記載内容が不明確だと無効になり、紛争が発生するおそれも

法律用語に慣れていない方が自筆証書遺言を作成した場合、遺言の内容が不明確だと結果的に効力がないケースがあります。この場合、内容の解釈をめぐって相続人間で争いになるおそれもあります。

偽造や紛失のリスクがある

特に相続人間の感情の対立が激しい場合には、自筆証書遺言があったとしても、本当に被相続人(亡くなった方)の自筆であるのか争いになる危険があります。
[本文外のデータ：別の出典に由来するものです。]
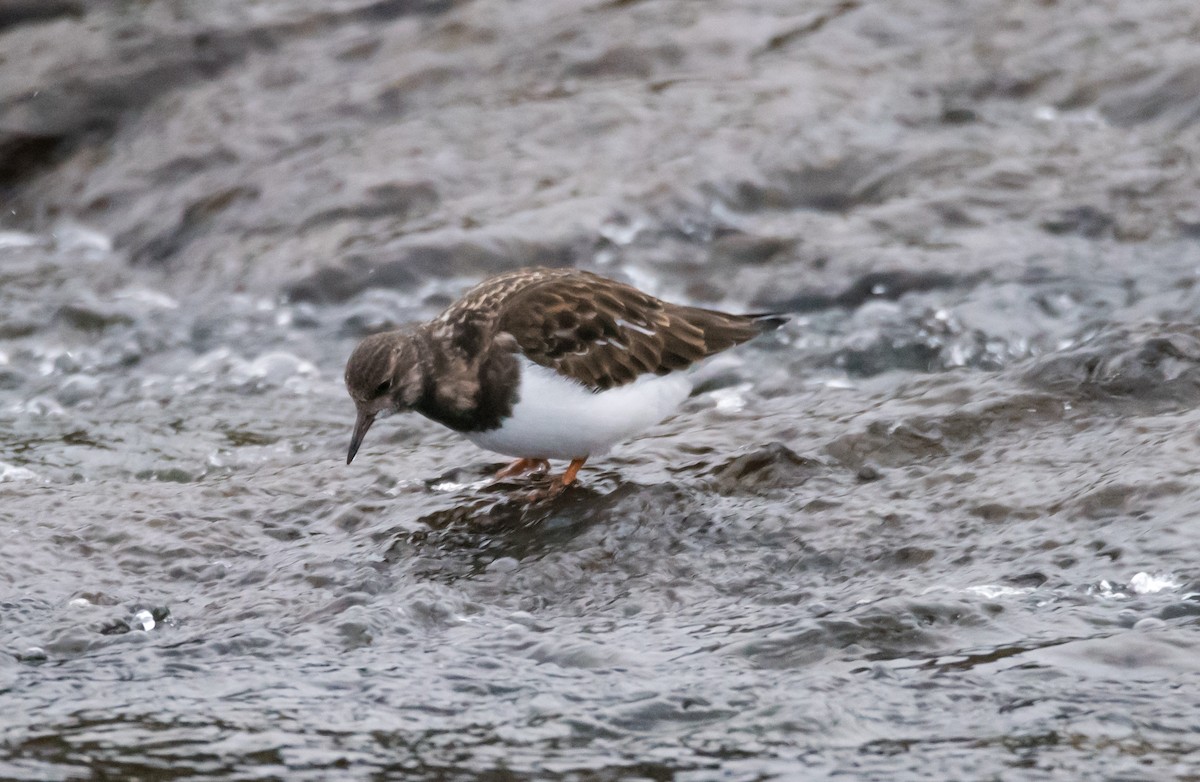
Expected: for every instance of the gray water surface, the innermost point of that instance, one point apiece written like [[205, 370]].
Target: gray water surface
[[941, 525]]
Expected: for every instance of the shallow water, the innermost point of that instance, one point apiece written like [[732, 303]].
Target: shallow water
[[940, 525]]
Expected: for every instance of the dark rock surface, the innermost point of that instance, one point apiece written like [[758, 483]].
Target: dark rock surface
[[940, 525]]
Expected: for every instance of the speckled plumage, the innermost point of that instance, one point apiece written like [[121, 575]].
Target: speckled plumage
[[463, 368]]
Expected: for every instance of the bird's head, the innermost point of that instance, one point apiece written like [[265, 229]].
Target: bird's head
[[383, 376]]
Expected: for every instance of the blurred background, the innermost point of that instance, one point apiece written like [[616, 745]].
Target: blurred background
[[940, 525]]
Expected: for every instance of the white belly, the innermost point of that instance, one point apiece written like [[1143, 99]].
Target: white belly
[[556, 417]]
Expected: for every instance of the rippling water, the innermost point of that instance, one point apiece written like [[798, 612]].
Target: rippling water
[[823, 565], [941, 525]]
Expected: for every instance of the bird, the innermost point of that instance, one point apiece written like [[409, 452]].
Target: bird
[[543, 364]]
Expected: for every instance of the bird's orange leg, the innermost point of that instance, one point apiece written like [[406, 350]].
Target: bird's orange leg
[[559, 483], [521, 467], [573, 469]]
また、自筆証書遺言を相続人などに偽造されたりする危険もあります。被相続人が自筆証書遺言を適切に保管していたつもりでも、途中で紛失してしまう可能性もあります。さらに言えば、被相続人と仲の悪い相続人が自分に不利なことが書いてあると思ったときには自筆証書遺言を破棄する可能性も考えられます。

※令和2年7月10日から開始した「法務局における自筆証書遺言に係る遺言書の保管制度」を利用すれば、法務局で自筆証書遺言を保管してもらえるので、偽造や紛失のリスクに対応できます。

家庭裁判所での検認が必要となる

遺言を作成したら、遺言者の最後の住所地の家庭裁判所に提出して検認を請求しなければなりません。また、封印のある遺言書は、家庭裁判所で相続人または代理人の立会いがなければ、開封できません。

例えば、犬山市や丹羽郡、江南市にお住まいの方がなくなった場合、遺言書の検認は、名古屋家庭裁判所一宮支部で行うことになります。

※前述の「法務局における自筆証書遺言に係る遺言書の保管制度」を利用していた場合、家庭裁判所での検認は不要になります。

まとめ

自筆証書遺言は簡単に作成できますが、法律の定める方式で作成されていないと無効になったり、相続人間で紛争を招いたりするおそれがあります。自筆証書遺言を作成する場合は、メリットとデメリットをきちんと考えたうえで、作成する必要があるでしょう。